Join Ibram X. Kendi, National Book Award-winning author of How to Be an Antiracist and Stamped from the Beginning: The Definitive History of Racist Ideas in America, and Diane Yentel, NLIHC president and CEO, for a conversation on “Racial Equity during the COVID-19 Pandemic” on May 21 at 2:30 pm ET. Register today at: https://bit.ly/2WxbQWI. When you register, be sure to submit questions for Dr. Kendi!

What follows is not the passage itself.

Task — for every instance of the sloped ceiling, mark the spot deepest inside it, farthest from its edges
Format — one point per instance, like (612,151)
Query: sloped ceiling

Ibram X. Kendi is one of America’s foremost historians and leading antiracist voices. He is a New York Times bestselling author and the founding director of the Antiracist Research & Policy Center at American University in Washington, DC. A professor of history and international relations, Dr. Kendi is a contributor to The Atlantic and CBS News. He is author of The Black Campus Movement, which won the W.E.B. Du Bois Book Prize, and Stamped from the Beginning: The Definitive History of Racist Ideas in America, which won the National Book Award for Nonfiction. His most recent book, How to Be an Antiracist, reenergizes and reshapes the conversation about racial justice in America and points toward liberating new ways of thinking about ourselves and each other. Instead of working with the policies and system we have in place, Dr. Kendi asks us to think about what an antiracist society might look like and how we can play an active role in building it.
Never has Dr. Kendi’s perspective been more important than it is today. The COVID-19 pandemic disproportionally afflicts people of color and illustrates in stark relief the historical and systemic racism and discrimination that puts them at risk. While Black Americans make up 13% of the U.S. population, they represent 40% of people experiencing homelessness – and are at grave risk of COVID-19, sleeping in congregate settings, suffering from underlying medical conditions, and unable to isolate, quarantine, and recover. People of color are also more likely to experience poverty. While approximately 10% of white people live in poverty in the U.S., the rates are 25% for Native Americans, 21% for Black people, and 18% for Latinos. These extremely low-income people invariably experience housing poverty, spending more than 50% of their incomes on housing with insufficient resources for other basic necessities like food and medicines. They are seniors, people with disabilities, and low-wage workers disproportionately losing jobs and wages during the pandemic and one missed rent payment from eviction and possible homelessness.
Our national response to COVID-19 must, as a moral imperative and a healthcare necessity, address systemic inequities, discrimination, and racism.